Here’s a quick guide to designing a medium-sized system.
Identify stakeholders
Identify all stakeholders: everyone whose well-being is impacted by the project, including customers who will use the product, technical staff who will develop and maintain it, management, investors, and so on.
Decide on interfaces
Decide what each stakeholder’s interface to the system will be: A UI? An API? Logs for your DevOps team? Analytics for your Product team? Weekly reports to your executives? Each of these interfaces represents a surface.

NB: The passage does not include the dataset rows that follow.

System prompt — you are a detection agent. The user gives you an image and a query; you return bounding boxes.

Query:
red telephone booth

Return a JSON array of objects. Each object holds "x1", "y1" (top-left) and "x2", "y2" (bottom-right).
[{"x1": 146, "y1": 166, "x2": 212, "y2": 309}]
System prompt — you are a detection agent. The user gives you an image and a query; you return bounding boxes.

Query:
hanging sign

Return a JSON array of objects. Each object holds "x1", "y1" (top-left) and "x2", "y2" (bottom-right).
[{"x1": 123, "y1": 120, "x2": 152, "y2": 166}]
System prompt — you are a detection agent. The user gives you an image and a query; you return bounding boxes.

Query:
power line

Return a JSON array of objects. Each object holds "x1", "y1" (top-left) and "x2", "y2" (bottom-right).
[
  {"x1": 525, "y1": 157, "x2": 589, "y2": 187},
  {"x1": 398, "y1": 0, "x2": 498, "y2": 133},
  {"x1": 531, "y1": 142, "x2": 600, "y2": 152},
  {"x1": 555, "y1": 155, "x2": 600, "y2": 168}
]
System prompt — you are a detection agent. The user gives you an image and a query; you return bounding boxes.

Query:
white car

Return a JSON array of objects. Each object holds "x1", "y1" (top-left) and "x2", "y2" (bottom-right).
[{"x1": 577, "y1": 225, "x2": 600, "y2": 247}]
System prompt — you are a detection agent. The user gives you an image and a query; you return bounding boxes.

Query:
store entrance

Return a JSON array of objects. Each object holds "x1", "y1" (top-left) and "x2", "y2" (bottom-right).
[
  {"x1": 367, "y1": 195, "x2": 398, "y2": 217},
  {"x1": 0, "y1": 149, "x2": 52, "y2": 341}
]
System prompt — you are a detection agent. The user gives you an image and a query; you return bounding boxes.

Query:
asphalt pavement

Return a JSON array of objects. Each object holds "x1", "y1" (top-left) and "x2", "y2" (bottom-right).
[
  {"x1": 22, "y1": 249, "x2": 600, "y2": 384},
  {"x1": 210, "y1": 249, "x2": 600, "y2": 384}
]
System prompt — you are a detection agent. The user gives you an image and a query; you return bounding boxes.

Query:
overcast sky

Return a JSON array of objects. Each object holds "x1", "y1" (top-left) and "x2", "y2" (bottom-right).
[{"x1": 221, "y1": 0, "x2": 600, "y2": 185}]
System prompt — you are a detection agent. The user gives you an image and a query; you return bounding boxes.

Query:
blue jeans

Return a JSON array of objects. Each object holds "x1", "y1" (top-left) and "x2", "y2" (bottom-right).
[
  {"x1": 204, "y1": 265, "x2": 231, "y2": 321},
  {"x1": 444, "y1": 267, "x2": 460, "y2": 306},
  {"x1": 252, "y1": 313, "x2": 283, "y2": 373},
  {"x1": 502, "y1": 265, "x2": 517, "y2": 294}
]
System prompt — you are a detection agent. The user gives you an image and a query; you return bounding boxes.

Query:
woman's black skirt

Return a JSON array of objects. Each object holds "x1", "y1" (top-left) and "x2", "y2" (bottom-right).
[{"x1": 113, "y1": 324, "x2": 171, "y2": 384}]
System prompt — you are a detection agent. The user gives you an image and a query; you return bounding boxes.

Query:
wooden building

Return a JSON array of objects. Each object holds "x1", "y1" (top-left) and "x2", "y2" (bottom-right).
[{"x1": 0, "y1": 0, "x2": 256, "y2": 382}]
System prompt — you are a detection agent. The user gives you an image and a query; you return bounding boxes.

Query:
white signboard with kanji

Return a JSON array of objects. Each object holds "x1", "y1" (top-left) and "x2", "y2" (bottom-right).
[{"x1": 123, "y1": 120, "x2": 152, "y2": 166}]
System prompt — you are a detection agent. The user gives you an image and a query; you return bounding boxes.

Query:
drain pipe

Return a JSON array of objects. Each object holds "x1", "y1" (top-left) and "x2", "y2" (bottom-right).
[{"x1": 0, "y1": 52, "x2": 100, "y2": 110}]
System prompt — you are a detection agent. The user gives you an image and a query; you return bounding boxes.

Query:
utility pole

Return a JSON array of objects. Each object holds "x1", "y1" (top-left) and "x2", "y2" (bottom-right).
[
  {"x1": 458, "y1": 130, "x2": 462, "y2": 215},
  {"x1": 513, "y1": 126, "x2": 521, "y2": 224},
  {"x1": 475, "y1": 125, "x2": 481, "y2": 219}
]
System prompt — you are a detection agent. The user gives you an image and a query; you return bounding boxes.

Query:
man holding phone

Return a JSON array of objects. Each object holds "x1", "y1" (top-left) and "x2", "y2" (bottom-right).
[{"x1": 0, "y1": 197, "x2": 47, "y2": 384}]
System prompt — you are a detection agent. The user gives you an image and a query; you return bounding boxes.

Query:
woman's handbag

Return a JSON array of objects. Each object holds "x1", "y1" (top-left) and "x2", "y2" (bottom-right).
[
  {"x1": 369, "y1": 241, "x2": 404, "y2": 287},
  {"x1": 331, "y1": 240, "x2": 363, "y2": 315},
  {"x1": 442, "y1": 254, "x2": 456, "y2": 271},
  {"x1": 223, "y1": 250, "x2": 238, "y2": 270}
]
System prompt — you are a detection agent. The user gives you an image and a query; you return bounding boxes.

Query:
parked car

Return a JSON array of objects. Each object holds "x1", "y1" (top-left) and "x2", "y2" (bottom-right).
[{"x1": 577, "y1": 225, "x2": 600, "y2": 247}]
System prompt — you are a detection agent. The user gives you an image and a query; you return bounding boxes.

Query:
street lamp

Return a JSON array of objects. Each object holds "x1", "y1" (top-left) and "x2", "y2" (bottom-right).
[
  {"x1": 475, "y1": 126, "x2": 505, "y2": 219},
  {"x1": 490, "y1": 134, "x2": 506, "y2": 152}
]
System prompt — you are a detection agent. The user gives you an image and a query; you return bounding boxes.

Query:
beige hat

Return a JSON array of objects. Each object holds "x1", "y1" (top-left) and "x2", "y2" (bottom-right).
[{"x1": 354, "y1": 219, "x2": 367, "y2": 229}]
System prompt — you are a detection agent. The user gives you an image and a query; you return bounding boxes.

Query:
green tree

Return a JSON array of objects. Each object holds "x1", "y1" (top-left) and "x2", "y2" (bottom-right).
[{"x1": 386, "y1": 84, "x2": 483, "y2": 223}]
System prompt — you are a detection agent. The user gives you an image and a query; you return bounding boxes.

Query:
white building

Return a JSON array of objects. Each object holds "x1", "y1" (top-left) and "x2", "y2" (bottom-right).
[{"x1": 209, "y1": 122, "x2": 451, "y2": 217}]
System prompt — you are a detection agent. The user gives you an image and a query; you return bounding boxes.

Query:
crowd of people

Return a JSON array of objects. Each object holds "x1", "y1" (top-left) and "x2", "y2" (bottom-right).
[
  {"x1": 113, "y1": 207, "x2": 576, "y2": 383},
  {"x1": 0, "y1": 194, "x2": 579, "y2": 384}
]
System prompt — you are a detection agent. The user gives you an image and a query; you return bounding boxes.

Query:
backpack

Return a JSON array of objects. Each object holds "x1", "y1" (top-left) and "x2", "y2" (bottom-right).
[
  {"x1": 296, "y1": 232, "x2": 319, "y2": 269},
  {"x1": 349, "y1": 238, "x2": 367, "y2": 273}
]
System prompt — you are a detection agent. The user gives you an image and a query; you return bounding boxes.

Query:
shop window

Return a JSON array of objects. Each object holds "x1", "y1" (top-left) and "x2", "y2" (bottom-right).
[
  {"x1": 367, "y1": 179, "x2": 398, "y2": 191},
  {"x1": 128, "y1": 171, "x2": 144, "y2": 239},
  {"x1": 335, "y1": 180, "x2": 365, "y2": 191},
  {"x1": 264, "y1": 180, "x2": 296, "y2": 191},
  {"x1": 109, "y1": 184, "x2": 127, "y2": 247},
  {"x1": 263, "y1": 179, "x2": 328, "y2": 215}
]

Work backwards from interfaces / surfaces
Work backwards from the surfaces. List the high-level requirements of each, then the tech and policies required to support it (independently of the others) in abstract terms: Does it need a UI? A web service? Persistent storage? Particular datasets? Authentication? A human being writing a weekly email?
Identify dependencies and commonality
Identify dependencies and commonality. If two surfaces need access to the same data—for example, if your Security and Product teams both want to know what geographies are accessing your website, but need the information in separate dashboards—define a Single Source of Truth and an API that enforces invariants, such as a microservice with exclusive access to a database. This is all still conceptual, done with pen and paper or their digital equivalents, not code.
Diagram the complete logical architecture
Diagram the complete logical system architecture. This isn’t a draw the rest of the owl exercise, but the consolidation of your work from the previous steps into a single, cohesive document that can be used to get your entire team on the same page, and to help the folks you haven’t met yet who will be hired to maintain and expand the system in years to come.
Use stick figures or smiley faces to represent people or external systems (“actors”) that will interact with the system; boxes to represent surfaces, microservices, and batch jobs; and cylinders to represent data stores.
Name components, represent dependencies and data flow
Name every component. Add directed arrows (in two different styles) to represent logical dependencies and data flow. Make sure the dependency arrows describe an acyclic graph, and that every component and arrow has an obvious reason for existing.
Add a key explaining what each symbol and arrow style means. Use standard flowchart or UML symbols if convenient, but don’t stress over it: The simplicity and internal consistency of your design document are more important than compatibility with any external standard.
Review and incorporate feedback
Get reviews and seriously consider all feedback. Don’t incorporate bad advice, but do record any rejected suggestion in a “rationale” document, along with the reason you went a different way. Your team, taken as a whole, is probably smarter than you are.
Track updates
As the system evolves, produce updated iterations of the system architecture diagram. Keep a versioned history. You could be forgiven for thinking this step-by-step process smacks of Waterfalls and Big Design Up Front, and that all system diagrams are immediately obsolete; but having a well thought out design is tremendously helpful. Go into this process understanding that the system architecture diagram is a living document whose maintenance cost will be dwarfed by its ongoing usefulness.
At some point, you may be tempted to get cutesy. You’ll have trouble naming something, so you’ll want to call it Wombat or Quicksilver or NeoFromTheMatrix. Resist that temptation. If there’s no obvious, short name for a component, rethink your design. Name each thing for what it does, and let it have a single purpose: Marketing Site, Inventory Service, User Database, etc.
Address cross-cutting concerns, like how many instances of each microservice you’ll run, or which relational database to use, separately from the logical architecture.
Establish trust and communication with PM
If you’re an engineering lead, establish trust and clear communication with your Product Manager early in the process. Respect the PM as the voice of the customer. Likewise, if you’re a PM, loop your engineering lead into product conversations. Make sure they understand your vision.
One particular gotcha is worth calling out: While we ordinarily focus our efforts on the most important aspects of a system, during the design phase we’re better off focusing on aspects that require foundational support. We may care a great deal about performance, but performance can best be optimized later, once we have profile data. Similarly, though we value feature-richness, we can add features later. Other aspects, like quality and security, are almost impossible to add reliably once the system is up and running. You can’t sprinkle security dust on a rickety old system.